12

****

みつけた


みつけた


とうとう

見つけた


そうだ


もうすぐ安寧の中に


闕如けつじょなく全てが並んで揃い


全て一からやり直せる


いいや

以前より上手くやる


まずはあいつ


あいつには報いを


それが済めば


幸福がここに


すぐそこまで


あお


覚めるような青


いつもそこにいたのに


もっと早く気付いていれば


でも


もう失わない


だから


心配ないから


安心して

いいから

****




「透明人間を作った企業に殴り込みか」



 口に出してみても、浮ついた印象が拭えない。

 どうにも間抜けだ。複雑怪奇な事態にそぐわない。

 張り詰めていた緊張感が削がれ、自分が見当違いのことをやっているように思えてしまう。

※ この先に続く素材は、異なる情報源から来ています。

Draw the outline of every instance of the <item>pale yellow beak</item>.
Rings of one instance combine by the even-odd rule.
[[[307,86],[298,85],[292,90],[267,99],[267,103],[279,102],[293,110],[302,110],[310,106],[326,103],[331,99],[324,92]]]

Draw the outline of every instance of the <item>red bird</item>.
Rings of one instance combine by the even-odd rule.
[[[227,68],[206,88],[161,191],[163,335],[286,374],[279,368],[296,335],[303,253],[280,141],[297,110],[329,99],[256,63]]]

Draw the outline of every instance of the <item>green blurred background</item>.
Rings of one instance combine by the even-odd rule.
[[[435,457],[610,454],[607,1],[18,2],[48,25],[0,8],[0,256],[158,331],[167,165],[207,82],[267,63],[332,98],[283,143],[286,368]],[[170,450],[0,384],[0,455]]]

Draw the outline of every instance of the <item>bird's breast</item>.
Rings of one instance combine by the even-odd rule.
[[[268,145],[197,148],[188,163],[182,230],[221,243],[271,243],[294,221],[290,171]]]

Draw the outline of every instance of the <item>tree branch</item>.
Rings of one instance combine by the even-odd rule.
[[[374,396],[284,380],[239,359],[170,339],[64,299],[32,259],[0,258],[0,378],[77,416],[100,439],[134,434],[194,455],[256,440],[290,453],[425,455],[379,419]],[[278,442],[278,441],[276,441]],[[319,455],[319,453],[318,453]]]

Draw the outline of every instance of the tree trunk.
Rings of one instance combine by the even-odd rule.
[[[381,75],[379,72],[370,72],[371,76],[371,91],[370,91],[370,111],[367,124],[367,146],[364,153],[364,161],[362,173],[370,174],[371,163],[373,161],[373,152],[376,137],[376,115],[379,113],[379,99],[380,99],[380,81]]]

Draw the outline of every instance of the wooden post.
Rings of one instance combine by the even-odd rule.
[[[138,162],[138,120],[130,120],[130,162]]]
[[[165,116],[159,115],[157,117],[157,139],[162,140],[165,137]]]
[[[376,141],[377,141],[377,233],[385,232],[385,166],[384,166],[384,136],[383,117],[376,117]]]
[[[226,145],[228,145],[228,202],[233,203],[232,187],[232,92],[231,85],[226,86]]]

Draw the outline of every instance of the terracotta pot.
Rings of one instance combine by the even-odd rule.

 「透明人間を作る」だなんて、嗤い捨ててやるのが正解だ。

 

 けれど暗宮進次はここに来た。


 相手にするには巨大に過ぎる。

 敵視するには曖昧で。

 軽視するには重い存在。


 サンシ製薬。

 その本社。

 時刻は午後6時30分。

 同県真櫂まがい慧瀨えせに存在する、巨獣の心臓、秘め事の牙城。


 ここに棲むともがら共に用がある。警察組織と繋がっていた、神をも畏れぬ臆病な不正者。

 捜査メモと“お守り”を持って、今こそ一線を越えその先へ行かん。


 どこを揺さぶるべきか、そういった加減も体得している。

 雑兵は肝心の情報を知らず、経営陣は力も失うものも大き過ぎる。


 研究者。


 できれば責任者、プロジェクトリーダークラス。

 内部に精通しているが、さりとてお抱え、外様の食客。

当人自体の基盤は脆い。


 権威権力に無条件で迎合する小心者、人の痛みや哀しみに敏感なお人好しなら尚のこと望ましい。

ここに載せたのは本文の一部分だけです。